The lady to whom Flavian had been betrothed when he went to war had broken off their engagement when she found herself unable to cope with the wounds he brought home from the Peninsula. Within two months she had married someone else, a man he had once considered his best friend.

“Do you have anyone in mind, Hugo?” the duke asked.

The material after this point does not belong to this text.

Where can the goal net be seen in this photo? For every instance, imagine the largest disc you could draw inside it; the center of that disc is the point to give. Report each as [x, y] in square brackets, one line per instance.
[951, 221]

“Not really.” Hugo sighed. “I have an army of female cousins and aunts who would be only too delighted to present me with a parade of possibilities if I were to say the word, even though I have neglected them all shamefully for years. But I would feel out of control from the first moment. I would hate that. Actually, I was hoping someone here would have some advice for me. On how to go about replaceing a wife, that is.”

That silenced them all.

“It is actually quite simple, Hugo,” Ralph said at last. “You approach the first reasonably personable woman you see, tell her that you are a lord and indecently wealthy to boot, and ask her if she would fancy marrying you. Then you stand back and watch her trip all over her tongue in her eagerness to say yes.”

The others laughed.

“It is that easy, is it?” Hugo said. “What a huge relief. I shall go down onto the beach tomorrow, then, weather permitting, and wait for reasonably personable women to hove by. My problem will be solved even before I leave Penderris.”

“Oh, not women, Hugo,” Ben said. “Not plural. They will be fighting over you, and there is much to fight over, even apart from your title and wealth. Go down to the beach and replace one woman. We will make it easy for you and stay away from there all day. For me, of course, that will be simple, since I do not have a decent pair of legs with which to get down there anyway.”

“Now that we have your future satisfactorily settled, Hugo,” the duke said, getting to his feet, “we will allow you to go to your room to freshen up and change and perhaps rest before dinner. We will, however, discuss the matter more seriously during the coming days. Perhaps we will even be able to suggest some practical course of action. In the meanwhile, let me just say how very splendid it is to have the Survivors’ Club all together again this year. I have longed for this moment.”

Hugo gathered up his greatcoat and left the room with the duke, feeling all the seductive comfort and pleasure of being back at Penderris in company with the six people who meant most to him in the world.

Even the rain pattering against the windowpanes only served to add a feeling of coziness.